Le rapport global de l’OIT sur le travail des enfants de 2010 estime qu’il y a plus de 215 millions d’enfants qui travaillent dans le monde. Le combat pour lutter contre l’exploitation du travail des enfants est plus important que jamais si nous voulons atteindre notre but d’éliminer les pires formes de travail des enfants d’ici à 2016. En Jamaïque, l’enquête STATIN sur l’activité des jeunes de 2002 avait estimé que plus de 16 000 enfants était impliqués dans le travail des enfants pendant la semaine d’enquête.

Le «travail des enfants» est défini comme un travail qui nuit au potentiel, à la dignité et au développement physique et mental de l’enfant. Il recouvre les activités qui sont mentalement, physiquement, socialement ou moralement dangereuses et néfastes pour les enfants et qui entravent leur scolarisation:
  • En les privant de la possibilité d’aller à l’école;
  • En les obligeant à quitter prématurément l’école;
  • Ou en exigeant d’eux qu’ils essaient de concilier l’assiduité scolaire avec des travaux excessivement lourds et longs.

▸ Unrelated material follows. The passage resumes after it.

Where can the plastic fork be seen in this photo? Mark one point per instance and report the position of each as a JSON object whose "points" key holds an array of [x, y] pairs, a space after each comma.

En Jamaïque, le travail des enfants existe aussi bien en milieu urbain que rural où il est à la fois dangereux et culturellement enraciné. Dans les régions rurales du pays, les enfants qui travaillent sont généralement employés dans le secteur agricole où ils souffrent de devoir porter de lourdes charges et manipuler des substances chimiques dangereuses.

Il est impératif pour la Jamaïque d’atteindre les objectifs de son plan de développement «Vision 2030» et l’élimination du travail des enfants représente un vecteur essentiel pour y parvenir.